Reputation: 61
I get a strange behavior of my simple MPI program. I spent time to find an answer myself, but I can't. I red some questions here, like OpenMPI MPI_Barrier problems, MPI_SEND stops working after MPI_BARRIER, Using MPI_Bcast for MPI communication. I red MPI tutorial on mpitutorial. My program just modify array that was broadcasted from root process and then gather modified arrays to one array and print them. So, the problem is, that when I use code listed below with uncommented MPI_Barrier(MPI_COMM_WORLD) I get an error.
#include "mpi/mpi.h"
#define N 4
void transform_row(int* row, const int k) {
for (int i = 0; i < N; ++i) {
row[i] *= k;
}
}
const int root = 0;
int main(int argc, char** argv) {
MPI_Init(&argc, &argv);
int rank, ranksize;
MPI_Comm_rank(MPI_COMM_WORLD, &rank);
MPI_Comm_size(MPI_COMM_WORLD, &ranksize);
if (rank == root) {
int* arr = new int[N];
for (int i = 0; i < N; ++i) {
arr[i] = i * i + 1;
}
MPI_Bcast(arr, N, MPI_INT, root, MPI_COMM_WORLD);
}
int* arr = new int[N];
MPI_Bcast(arr, N, MPI_INT, root, MPI_COMM_WORLD);
//MPI_Barrier(MPI_COMM_WORLD);
transform_row(arr, rank * 100);
int* transformed = new int[N * ranksize];
MPI_Gather(arr, N, MPI_INT, transformed, N, MPI_INT, root, MPI_COMM_WORLD);
if (rank == root) {
for (int i = 0; i < ranksize; ++i) {
for (int j = 0; j < N ; j++) {
printf("%i ", transformed[i * N + j]);
}
printf("\n");
}
}
MPI_Finalize();
return 0;
}
The error comes with number of thread > 1. The error:
Fatal error in PMPI_Barrier: Message truncated, error stack: PMPI_Barrier(425)...................: MPI_Barrier(MPI_COMM_WORLD) failed
MPIR_Barrier_impl(332)..............: Failure during collective
MPIR_Barrier_impl(327)..............:
MPIR_Barrier(292)...................:
MPIR_Barrier_intra(150).............:
barrier_smp_intra(111)..............:
MPIR_Bcast_impl(1452)...............:
MPIR_Bcast(1476)....................:
MPIR_Bcast_intra(1287)..............:
MPIR_Bcast_binomial(239)............:
MPIC_Recv(353)......................:
MPIDI_CH3U_Request_unpack_uebuf(568): Message truncated; 16 bytes received but buffer size is 1
I understand that some problem with buffer exists, but when I use MPI_buffer_attach to attach big buffer to MPI it don't help.

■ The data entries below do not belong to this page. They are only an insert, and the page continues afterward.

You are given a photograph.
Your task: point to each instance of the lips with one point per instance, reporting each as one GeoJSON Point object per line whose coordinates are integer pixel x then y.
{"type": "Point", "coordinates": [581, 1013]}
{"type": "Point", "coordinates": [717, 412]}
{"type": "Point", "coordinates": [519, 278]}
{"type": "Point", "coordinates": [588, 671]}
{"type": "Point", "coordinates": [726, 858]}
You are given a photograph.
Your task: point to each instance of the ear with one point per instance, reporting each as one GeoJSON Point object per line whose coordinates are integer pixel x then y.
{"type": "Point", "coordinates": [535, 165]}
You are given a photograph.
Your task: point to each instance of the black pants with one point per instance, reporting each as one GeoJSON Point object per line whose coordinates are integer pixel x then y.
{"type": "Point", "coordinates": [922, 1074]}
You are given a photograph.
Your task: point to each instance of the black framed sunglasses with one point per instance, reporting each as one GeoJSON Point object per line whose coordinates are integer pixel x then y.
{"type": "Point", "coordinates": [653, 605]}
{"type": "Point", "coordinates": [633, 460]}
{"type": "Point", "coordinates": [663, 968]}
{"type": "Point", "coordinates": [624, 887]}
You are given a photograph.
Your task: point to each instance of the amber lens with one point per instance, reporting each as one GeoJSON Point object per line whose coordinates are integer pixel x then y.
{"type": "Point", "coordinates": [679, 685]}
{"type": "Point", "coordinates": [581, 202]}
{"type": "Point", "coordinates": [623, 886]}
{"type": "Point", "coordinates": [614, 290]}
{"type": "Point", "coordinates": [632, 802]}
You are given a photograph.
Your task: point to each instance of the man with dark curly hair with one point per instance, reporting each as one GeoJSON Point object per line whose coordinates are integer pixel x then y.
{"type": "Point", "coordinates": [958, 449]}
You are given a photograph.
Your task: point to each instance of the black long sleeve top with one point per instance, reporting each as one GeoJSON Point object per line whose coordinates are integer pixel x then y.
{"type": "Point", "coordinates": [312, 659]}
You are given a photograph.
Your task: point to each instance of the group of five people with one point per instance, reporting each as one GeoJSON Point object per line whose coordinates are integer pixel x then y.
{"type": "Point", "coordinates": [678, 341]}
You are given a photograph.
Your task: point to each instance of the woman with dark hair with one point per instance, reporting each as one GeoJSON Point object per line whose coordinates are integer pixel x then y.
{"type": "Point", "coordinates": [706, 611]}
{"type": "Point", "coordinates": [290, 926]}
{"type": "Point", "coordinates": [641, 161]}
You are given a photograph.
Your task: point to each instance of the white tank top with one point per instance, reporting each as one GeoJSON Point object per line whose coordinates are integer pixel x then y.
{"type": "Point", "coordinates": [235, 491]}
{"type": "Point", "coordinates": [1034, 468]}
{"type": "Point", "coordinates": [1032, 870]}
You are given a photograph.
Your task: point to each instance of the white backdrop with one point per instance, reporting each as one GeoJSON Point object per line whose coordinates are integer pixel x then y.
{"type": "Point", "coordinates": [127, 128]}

Seems I need to increase this buffer, but I don't now how to do this.
XXXXXX@XXXXXXXXX:~/test_mpi$ mpirun --version
HYDRA build details:
Version: 3.2
Release Date: Wed Nov 11 22:06:48 CST 2015
So help me please.
Upvotes: 1
Views: 2077
Reputation: 8395
One issue is MPI_Bcast()
is invoked twice by the root
rank, but only once by the other ranks. And then root
rank uses an uninitialized arr
.
MPI_Barrier()
might only hide the problem, but it cannot fix it.
Also, note that if N
is "large enough", then the second MPI_Bcast()
invoked by root
rank will likely hang.
Here is how you can revamp the init/broadcast phase to fix these issues.
int* arr = new int[N];
if (rank == root) {
for (int i = 0; i < N; ++i) {
arr[i] = i * i + 1;
}
MPI_Bcast(arr, N, MPI_INT, root, MPI_COMM_WORLD);
Note in this case, you can simply initialize arr
on all the ranks so you do not even need to broadcast the array.
As a side note, MPI program typically
#include <mpi.h>
and then use mpicc
for the compilation/linking
(this is a wrapper that invoke the real compiler after setting the include/library paths and using the MPI libs)
Upvotes: 4